Automatic Strategies for Sense Disambiguation
A broad category of disambiguation schemes is to start with a similarity metric that gives a score between every two synsets and seeks to maximize that score across all of the possible synsets.
When inquisitive readers encounter a word they don't know or a word that is used in a way that is unfamiliar to them, they look up the term in a dictionary. Confronted with multiple options for a term, they find that definition (or gloss) that best fits the context the word appeared in. Using this intuition, Mike Lesk developed an elegant scheme whereby the sense of a word that has the largest number of overlaps the other senses is chosen.
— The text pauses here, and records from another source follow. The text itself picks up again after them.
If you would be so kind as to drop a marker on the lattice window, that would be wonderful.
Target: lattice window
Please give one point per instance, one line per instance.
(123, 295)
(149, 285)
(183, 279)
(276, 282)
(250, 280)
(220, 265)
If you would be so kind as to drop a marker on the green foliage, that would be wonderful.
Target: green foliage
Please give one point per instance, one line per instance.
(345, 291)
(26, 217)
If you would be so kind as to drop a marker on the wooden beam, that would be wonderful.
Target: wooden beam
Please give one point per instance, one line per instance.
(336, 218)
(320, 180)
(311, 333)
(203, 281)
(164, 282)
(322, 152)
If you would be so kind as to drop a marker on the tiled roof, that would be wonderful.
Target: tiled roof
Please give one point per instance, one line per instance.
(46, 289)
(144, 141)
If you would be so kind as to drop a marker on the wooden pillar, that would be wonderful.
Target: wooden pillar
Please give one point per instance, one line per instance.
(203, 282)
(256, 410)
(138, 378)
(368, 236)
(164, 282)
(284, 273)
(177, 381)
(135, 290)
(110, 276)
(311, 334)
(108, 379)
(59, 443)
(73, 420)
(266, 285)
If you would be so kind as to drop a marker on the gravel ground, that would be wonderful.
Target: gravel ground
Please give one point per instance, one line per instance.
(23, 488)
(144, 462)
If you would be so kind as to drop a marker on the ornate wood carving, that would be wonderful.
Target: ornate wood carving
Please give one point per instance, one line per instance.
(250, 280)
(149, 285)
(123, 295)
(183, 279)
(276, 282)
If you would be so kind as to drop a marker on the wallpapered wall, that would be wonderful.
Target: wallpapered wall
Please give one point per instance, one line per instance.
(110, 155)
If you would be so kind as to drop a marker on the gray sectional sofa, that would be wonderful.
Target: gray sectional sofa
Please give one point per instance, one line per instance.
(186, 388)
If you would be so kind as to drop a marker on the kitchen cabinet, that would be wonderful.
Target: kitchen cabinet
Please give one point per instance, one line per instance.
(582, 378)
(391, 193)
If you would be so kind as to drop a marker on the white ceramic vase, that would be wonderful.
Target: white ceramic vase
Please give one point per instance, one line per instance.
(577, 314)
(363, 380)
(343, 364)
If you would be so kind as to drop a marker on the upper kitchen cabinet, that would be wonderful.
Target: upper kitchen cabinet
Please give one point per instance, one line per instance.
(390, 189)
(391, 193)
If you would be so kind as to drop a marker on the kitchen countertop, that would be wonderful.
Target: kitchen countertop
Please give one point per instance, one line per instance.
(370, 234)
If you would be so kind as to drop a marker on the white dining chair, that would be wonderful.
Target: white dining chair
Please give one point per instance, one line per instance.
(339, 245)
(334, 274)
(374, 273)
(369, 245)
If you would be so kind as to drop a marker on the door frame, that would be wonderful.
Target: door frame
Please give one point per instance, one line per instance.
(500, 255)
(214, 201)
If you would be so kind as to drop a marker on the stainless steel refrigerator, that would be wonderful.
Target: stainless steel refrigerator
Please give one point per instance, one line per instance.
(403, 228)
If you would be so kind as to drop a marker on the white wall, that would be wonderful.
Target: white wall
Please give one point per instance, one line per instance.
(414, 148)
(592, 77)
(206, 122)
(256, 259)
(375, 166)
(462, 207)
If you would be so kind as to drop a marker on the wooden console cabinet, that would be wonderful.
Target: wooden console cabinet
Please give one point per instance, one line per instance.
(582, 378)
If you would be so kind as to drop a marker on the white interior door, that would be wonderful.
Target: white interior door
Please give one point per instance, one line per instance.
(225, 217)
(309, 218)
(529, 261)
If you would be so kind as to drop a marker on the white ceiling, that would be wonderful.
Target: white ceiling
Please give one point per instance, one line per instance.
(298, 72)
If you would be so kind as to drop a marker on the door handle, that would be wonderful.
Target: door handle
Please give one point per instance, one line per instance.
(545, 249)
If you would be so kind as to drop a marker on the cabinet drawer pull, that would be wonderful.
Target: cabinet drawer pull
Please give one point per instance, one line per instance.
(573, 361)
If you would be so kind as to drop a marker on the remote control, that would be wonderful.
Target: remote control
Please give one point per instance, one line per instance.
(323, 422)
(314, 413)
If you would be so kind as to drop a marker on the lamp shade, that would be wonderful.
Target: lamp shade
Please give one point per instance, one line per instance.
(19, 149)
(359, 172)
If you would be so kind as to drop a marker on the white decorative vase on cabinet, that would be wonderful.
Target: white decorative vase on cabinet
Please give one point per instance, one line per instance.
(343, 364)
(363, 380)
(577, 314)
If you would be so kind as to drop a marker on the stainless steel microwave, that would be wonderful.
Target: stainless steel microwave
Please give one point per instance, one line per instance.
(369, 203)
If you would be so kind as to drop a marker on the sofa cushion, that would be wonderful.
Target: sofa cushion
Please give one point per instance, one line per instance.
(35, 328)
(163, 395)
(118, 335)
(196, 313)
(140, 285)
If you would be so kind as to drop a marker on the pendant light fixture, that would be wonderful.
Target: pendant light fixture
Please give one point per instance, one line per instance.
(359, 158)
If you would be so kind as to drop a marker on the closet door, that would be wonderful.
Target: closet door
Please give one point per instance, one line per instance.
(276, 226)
This work has been extended by Siddharth Patwardhan and Ted Pedersen to use context vectors for each of the words in a WordNet gloss and connected synsets (via a number of other WordNet linkages) to form a basis for a new similarity measure.
Philip Resnik introduced the idea of adding the idea of information content to synsets in order to add a quantitative measure of distance between synsets separate from just the topological separation within WordNet. Resnik took a corpus, and for every word appearing in the corpus, adds one over the number of senses for every sense of that word and all of its hypernym parents.
As the number of words increases and the number of possible senses increases, there is additional computational overhead in trying the ensemble of senses that maximizes the similarity measure under investigation. Cowie, Guthrie, and Guthrie created a disambiguation strategy that sampled from the possible ensembles using simulated annealing.
Abe and Li
Abe and Li ignore the semantic heirarchy for the purposes of calculating the actual probability of individual synsets (and use a simplification that each synset is equally likely, which is reminiscent of Resnik's information content calculation). The probabilities are calculated directly from the data, which means the synsets are simply a large multinomial. Instead, the hierarchy comes into play in selecting a cut of the tree that satisfies an MDL. Any synsets that are not included in the cut are equally likely (based on the probability of the last included parent).
Hiding a Semantic Hierarchy in a Markov Model
Although Abney and Light focused on the problem of disambiguation in the context of selectional restrictions, their approach is very similar to our approach. They train, for every part of speech relationship that links to a noun, to create a hidden Markov model that would generate the word from a sense.
They were unable to improve upon Resnik's approach of using class-based measures, and discovered the problems of smoothing and weighting by length.
Rada Mihalcea creates a very large graphical model by creating nodes for each synset that could represent a word. Then, edges connect related synsets from one word to the next, and then the PageRank algorithm is run to determine a ranking for each word based on the induced stationary distribution.
The question of which links are drawn is interesting. At first, Mihalcea used existing links in WordNet, taking care not to connect nodes corresponding to the same word the weights were initially seeded by the Lesk similarity. A later improvement was to use all possible connections, but throwing out those with no Lesk similarity.